The fund was actually approved by the state congress back in 2016, but it wasn’t enforced until now. And unlike the “entry tax” charged to tourists in some international markets, visitors won't be forced or unduly coerced into making a contribution. While the contribution is established by state law, visitors who do not contribute cannot be compelled to do so, ensuring no visitor can be detained or otherwise have their travel restricted as a result of nonpayment.
The government of Baja California Sur will implement the Fund for a Sustainable Baja California Sur to better provide support for important initiatives needed to strengthen security, health, housing, employment, culture and infrastructure statewide.
Other popular tourist destinations have also adopted some form of tourism tax over the years, in order to combat some of the negative effects of overtourism. As more and more people decide to travel to well-known destinations, the influx of visitors can take a toll on the local infrastructure and social services in the area. Problems arise, such as traffic congestion, damage to natural habitats, and disruption of the local landmarks.

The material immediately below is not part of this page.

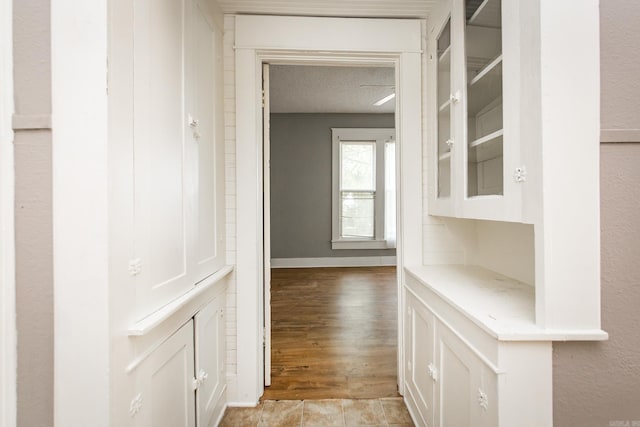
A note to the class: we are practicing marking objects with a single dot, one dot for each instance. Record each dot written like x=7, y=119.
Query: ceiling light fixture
x=385, y=99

Venice has instituted a tourism tax for day-trippers to help curtail the impact visitors have on the local environment and social services. Countries like Spain and Italy, which draw huge numbers of international visitors every year, also charge a tourism tax. And Amsterdam, which already had one of the highest tourism tax rates in Europe, recently added an additional levy of $3 per person per night for visitors staying at a hotel.
The Baja California Sur government expects to raise at least 490 million pesos (US$25.6 million) annually for the fund, which the government says will be used for infrastructure and social services.
Advisors already face an uphill battle in closing sales to Mexico—according to Travel Market Report’s “2019 Outlook on Mexico,” nearly eight in ten advisors said they have clients tell them they didn’t want to travel to Mexico during the past six months.